The evidence seems absolutely clear. On a remote Scottish moorland, an RSPB trail camera is monitoring the nest of one of Britain’s most endangered birds – a hen harrier. Suddenly, the female flies up from the nest in the bottom left of the picture. A split second later, there are two shots and an explosion of feathers. A man carrying a gun then walks across the screen and returns shortly after, carrying the body of a dead hen harrier. The man pauses briefly to collect a few fallen feathers, then walks away.
As soon as RSPB staff saw the footage, they reported the incident to Police Scotland. The police identified a suspect and the Crown Office reported the case for trial. That was in 2013. In April this year, the Crown Office dropped the case and it has now explained why. The RSPB’s response sums up the situation:
We do not agree with the opinion from the Crown Office that we were attempting to gather evidence for a prosecution. We installed a camera to monitor a protected breeding bird’s nest site, core business for a conservation organisation. We did not share the information about the nest site with anyone, as would be the case with any rare and vulnerable breeding bird species. The fact that an individual came and allegedly shot the female harrier, and that this was captured on film, was an incidental consequence of the camera’s deployment, in the same way that it could easily have captured footage of the nest being naturally predated or failing due to bad weather.
A familiar story
The government’s own research [pdf] on hen harriers demonstrates that there should be way more of them living in the UK than there are.
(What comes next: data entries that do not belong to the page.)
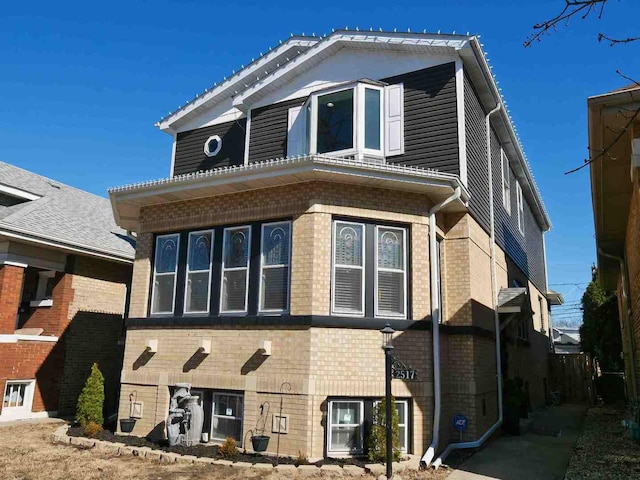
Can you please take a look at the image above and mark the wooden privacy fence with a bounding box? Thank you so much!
[548,353,594,404]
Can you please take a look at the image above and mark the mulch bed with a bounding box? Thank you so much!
[565,405,640,479]
[67,427,366,467]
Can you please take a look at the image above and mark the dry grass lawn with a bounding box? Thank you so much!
[0,421,450,480]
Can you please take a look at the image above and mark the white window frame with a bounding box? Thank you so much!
[183,229,214,315]
[516,181,524,235]
[259,221,292,314]
[374,399,409,452]
[374,225,408,319]
[150,233,180,315]
[331,220,366,317]
[203,135,222,157]
[309,84,358,157]
[220,225,252,315]
[210,392,244,446]
[30,270,55,307]
[327,400,365,455]
[501,148,511,214]
[358,83,385,157]
[1,380,35,419]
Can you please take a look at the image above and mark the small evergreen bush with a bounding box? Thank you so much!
[76,363,105,428]
[367,397,401,463]
[83,420,103,437]
[219,437,239,459]
[295,451,309,466]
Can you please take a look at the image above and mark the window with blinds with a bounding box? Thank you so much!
[332,221,365,316]
[184,230,214,314]
[260,221,291,313]
[221,226,251,313]
[375,226,407,318]
[151,233,180,314]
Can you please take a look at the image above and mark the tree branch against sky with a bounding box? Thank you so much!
[524,0,639,175]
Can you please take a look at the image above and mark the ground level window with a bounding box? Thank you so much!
[211,392,244,446]
[1,380,35,418]
[328,400,364,454]
[373,399,409,452]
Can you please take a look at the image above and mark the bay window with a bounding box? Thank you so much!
[221,226,251,314]
[151,234,180,314]
[287,81,402,159]
[260,221,291,313]
[184,230,214,314]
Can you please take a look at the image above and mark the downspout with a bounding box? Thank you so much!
[420,186,462,468]
[598,248,638,401]
[432,103,503,469]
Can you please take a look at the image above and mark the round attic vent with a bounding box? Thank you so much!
[204,135,222,157]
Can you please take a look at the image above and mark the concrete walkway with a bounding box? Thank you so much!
[0,417,65,428]
[446,404,587,480]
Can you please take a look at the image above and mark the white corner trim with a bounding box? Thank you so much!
[29,299,53,308]
[2,260,28,268]
[455,58,467,187]
[170,135,177,177]
[0,184,41,202]
[243,109,252,165]
[0,334,59,343]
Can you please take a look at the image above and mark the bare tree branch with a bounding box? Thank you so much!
[565,70,640,175]
[598,33,640,45]
[524,0,608,48]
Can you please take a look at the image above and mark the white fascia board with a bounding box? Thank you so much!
[156,38,319,132]
[234,32,469,110]
[462,37,552,232]
[0,184,41,201]
[0,225,133,265]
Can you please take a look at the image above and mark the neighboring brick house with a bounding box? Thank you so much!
[589,84,640,403]
[0,162,134,421]
[109,31,553,463]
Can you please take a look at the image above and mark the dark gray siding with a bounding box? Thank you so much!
[173,119,246,176]
[248,97,306,163]
[382,62,459,174]
[464,74,547,292]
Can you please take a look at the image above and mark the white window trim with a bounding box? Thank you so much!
[327,400,365,455]
[210,392,244,446]
[220,226,252,315]
[516,181,524,235]
[501,148,511,215]
[331,220,366,317]
[150,233,180,315]
[183,230,214,315]
[374,225,408,319]
[203,135,223,157]
[374,399,409,452]
[1,379,36,419]
[310,84,358,158]
[258,221,292,314]
[357,83,385,157]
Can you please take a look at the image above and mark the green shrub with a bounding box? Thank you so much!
[219,437,239,459]
[76,363,104,428]
[367,398,401,463]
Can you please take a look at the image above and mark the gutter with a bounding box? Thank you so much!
[430,103,503,468]
[598,248,638,401]
[420,186,462,468]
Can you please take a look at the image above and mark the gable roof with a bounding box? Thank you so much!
[0,162,134,263]
[153,29,551,232]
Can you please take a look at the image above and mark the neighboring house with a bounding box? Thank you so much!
[0,162,134,421]
[109,31,554,461]
[552,326,581,354]
[589,84,640,403]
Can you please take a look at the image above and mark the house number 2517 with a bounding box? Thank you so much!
[392,369,417,380]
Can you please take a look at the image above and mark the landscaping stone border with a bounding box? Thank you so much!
[52,425,419,476]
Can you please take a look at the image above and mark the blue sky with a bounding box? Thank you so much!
[2,0,638,324]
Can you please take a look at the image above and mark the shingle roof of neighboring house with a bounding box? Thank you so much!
[0,161,135,263]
It shows that the main factor keeping their numbers down is illegal persecution. It also confirms that the locations of persecution incidents strongly match to areas used for driven grouse shooting. As former RSPB conservation director Mark Avery says:
We know that this sort of thing happens, because the science tells us it does, but it is still shocking to see it with one’s own eyes.
And Avery continues, referring to the fact that harming birds of prey such as the hen harrier has been illegal since the 1954 Protection of Birds Act:
A 63-year experiment in hoping that grouse shooting will rid itself of criminality has failed. Hen Harriers, Golden Eagles, Peregrine Falcons and other protected wildlife are routinely, systematically and illegally killed by grouse shooting interests across the UK.
A rotten system
The way our countryside is run in the UK is the product of centuries of privileged interests. Theresa May’s endorsement of fox hunting is proof that she too is completely in thrall to the landed set. David Cameron made it clear that he sided with the elite by nearly doubling subsidies for land used for grouse shooting. The SNP is failing to make much headway in Scotland, as demonstrated by this case, and it’s hard to see much improving while the UK as a whole is run by the Conservatives. Turfing them out might be a small step towards a better future for our wildlife.